(1) An issuer's certificate of coverage and the summary of coverage for the health benefit plan must specifically explain any uniformly applied limitation on the scope, visit number or duration of a benefit, and state whether the uniform limitation is subject to adjustment based on the specific treatment requirements of the patient.
(2) An issuer's medical necessity determination process must:
(a) Be clearly explained in the certificate of coverage, plan document, or contract for health benefit coverage;
(b) Be conducted fairly, and with transparency to enrollees and providers, at a minimum when an enrollee or their representative appeals or seeks review of an adverse benefit determination;
(c) Include consideration of services that are a logical next step in reasonable care if they are appropriate for the patient;
(d) Identify the information needed in the decision-making process and incorporate appropriate outcomes within a developmental framework;
(e) Ensure that when the interpretation of the medical purpose of interventions is part of the medical necessity decision making, the interpretation standard can be explained in writing to an enrollee and providers, and is broad enough to address any of the services encompassed in the ten essential health benefits categories of care;
(f) Comply with inclusion of the ten essential health benefits categories;
(g) Not discriminate based on age, present or predicted disability, expected length of life, degree of medical dependency, quality of life or other health conditions, race, gender, national origin, sexual orientation and gender identity;
(h) Include consideration of the treating provider's clinical judgment and recommendations regarding the medical purpose of the requested service, and the extent to which the service is likely to produce incremental health benefits for the enrollee;
(i) Identify by role who will participate in the issuer's medical necessity decision-making process; and
(j) Ensure that where medically appropriate, and consistent with the health benefit plan's contract terms, an enrollee is not unreasonably restricted as to the site of service delivery.
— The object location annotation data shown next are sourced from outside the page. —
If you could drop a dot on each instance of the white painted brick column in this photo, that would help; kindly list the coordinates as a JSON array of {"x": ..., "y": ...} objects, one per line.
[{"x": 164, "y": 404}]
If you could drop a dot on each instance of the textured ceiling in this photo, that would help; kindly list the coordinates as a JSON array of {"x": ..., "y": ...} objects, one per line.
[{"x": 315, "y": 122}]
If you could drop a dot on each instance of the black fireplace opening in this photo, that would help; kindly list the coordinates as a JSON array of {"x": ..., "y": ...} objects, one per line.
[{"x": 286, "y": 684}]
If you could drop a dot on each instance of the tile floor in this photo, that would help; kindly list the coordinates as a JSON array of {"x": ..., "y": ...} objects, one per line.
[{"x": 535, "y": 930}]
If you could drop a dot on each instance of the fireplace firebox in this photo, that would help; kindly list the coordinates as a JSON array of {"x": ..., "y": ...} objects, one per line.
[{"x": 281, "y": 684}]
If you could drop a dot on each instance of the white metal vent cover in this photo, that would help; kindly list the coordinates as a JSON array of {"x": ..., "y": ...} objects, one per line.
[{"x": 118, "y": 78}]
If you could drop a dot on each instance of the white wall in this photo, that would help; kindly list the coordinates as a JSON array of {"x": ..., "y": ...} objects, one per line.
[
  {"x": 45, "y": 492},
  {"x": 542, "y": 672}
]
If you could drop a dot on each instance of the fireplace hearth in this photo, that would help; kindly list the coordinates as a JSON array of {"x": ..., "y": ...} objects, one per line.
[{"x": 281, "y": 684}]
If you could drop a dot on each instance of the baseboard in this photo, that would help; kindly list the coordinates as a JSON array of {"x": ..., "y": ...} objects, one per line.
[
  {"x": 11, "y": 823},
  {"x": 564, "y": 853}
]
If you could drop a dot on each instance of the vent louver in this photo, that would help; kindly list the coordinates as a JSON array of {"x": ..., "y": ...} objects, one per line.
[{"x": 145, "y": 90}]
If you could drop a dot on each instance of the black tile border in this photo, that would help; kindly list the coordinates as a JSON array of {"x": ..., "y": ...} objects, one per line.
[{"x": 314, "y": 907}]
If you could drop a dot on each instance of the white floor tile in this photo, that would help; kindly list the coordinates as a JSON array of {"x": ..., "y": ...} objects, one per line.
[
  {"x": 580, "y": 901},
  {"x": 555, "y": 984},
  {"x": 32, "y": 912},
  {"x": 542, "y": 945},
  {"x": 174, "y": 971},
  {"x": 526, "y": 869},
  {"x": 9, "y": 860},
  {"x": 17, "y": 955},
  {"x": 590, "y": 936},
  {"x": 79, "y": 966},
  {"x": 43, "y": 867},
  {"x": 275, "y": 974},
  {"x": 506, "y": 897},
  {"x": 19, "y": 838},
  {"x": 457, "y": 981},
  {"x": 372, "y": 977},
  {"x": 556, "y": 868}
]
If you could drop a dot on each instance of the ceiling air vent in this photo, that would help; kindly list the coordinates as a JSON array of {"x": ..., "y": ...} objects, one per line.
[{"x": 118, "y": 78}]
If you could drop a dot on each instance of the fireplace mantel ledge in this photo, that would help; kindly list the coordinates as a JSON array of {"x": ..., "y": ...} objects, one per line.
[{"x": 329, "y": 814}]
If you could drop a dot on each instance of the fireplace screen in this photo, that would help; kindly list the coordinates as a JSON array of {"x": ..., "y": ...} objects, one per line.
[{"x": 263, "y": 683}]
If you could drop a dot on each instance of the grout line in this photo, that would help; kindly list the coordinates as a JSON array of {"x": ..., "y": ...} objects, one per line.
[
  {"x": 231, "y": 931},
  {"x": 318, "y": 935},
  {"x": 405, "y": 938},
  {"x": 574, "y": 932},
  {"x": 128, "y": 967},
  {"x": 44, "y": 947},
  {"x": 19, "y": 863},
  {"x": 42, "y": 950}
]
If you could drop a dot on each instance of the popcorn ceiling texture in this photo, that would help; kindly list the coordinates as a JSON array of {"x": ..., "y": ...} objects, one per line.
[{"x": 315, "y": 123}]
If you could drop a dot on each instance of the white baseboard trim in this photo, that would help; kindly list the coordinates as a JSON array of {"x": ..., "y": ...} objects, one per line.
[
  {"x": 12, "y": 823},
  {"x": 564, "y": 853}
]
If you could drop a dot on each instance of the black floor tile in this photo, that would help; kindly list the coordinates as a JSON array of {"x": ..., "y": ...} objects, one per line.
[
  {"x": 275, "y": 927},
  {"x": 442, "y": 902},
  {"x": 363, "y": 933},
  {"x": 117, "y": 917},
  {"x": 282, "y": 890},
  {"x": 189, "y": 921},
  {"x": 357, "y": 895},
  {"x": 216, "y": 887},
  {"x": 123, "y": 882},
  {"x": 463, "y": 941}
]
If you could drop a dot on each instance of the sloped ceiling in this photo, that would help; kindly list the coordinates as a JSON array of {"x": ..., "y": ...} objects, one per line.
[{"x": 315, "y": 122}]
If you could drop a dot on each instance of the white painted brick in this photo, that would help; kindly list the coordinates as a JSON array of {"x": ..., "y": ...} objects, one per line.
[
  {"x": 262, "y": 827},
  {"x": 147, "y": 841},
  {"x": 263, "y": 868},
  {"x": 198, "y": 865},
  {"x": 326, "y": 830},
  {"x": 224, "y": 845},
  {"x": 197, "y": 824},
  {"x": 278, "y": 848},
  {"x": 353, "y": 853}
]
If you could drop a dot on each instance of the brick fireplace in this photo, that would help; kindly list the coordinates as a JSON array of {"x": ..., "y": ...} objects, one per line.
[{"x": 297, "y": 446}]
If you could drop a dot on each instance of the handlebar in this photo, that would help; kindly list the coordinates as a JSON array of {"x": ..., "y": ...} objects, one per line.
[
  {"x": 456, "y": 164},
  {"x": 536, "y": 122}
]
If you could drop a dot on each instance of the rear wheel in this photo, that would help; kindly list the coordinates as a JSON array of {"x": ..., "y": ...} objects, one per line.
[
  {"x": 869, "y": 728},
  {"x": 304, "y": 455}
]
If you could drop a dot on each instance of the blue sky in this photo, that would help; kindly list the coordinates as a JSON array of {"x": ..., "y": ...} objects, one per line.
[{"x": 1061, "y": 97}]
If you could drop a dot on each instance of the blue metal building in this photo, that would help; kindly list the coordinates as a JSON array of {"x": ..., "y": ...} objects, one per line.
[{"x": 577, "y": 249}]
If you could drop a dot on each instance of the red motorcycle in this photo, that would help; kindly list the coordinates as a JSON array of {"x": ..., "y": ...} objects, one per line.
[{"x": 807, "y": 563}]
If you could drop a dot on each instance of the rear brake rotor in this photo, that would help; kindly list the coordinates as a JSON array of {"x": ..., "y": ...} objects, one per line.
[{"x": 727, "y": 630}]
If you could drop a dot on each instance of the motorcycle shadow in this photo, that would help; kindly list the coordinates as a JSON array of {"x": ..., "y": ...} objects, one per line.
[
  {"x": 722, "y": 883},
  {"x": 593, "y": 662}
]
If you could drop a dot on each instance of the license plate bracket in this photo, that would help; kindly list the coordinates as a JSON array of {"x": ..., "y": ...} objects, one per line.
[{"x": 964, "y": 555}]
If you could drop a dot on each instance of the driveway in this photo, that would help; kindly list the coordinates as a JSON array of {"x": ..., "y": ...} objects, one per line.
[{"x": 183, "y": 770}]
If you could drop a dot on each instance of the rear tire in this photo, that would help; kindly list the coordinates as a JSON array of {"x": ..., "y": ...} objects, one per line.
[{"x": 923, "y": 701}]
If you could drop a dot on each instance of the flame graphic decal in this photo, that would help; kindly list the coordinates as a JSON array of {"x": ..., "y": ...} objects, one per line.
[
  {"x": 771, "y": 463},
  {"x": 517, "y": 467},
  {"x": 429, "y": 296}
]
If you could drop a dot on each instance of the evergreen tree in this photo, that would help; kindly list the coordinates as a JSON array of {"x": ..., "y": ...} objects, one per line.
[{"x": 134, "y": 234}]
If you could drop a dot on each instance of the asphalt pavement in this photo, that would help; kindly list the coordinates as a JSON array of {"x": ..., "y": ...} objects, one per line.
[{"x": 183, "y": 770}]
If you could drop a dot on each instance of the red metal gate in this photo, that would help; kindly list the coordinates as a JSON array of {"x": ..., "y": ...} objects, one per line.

(3) An issuer's medical necessity determination process may include, but is not limited to, evaluation of the effectiveness and benefit of a service for the individual patient based on scientific evidence considerations, up-to-date and consistent professional standards of care, convincing expert opinion and a comparison to alternative interventions, including no interventions. Cost effectiveness may be one of but not the sole criteria for determining medical necessity.
(4) Within thirty days of receiving a request, an issuer must furnish its medical necessity criteria for medical/surgical benefits and mental health/substance use disorder benefits or for other essential health benefit categories to an enrollee or provider.
[WSR 16-01-081, recodified as § 284-43-5440, filed 12/14/15, effective 12/14/15. Statutory Authority: RCW 48.02.060
, and Pub. L. No. 111-148, 124 Stat. 119 (Mar. 23, 2010) (PPACA), as amended by the Health Care and Education Reconciliation Act (HCERA), Pub. L. No. 111-152, 124 Stat. 1029 (Mar. 30, 2010), in particular § 1302 of PPACA, § 10104 (b)(1) (HCERA). WSR 13-15-025 (Matter No. R 2012-17), § 284-43-860, filed 7/9/13, effective 7/10/13.]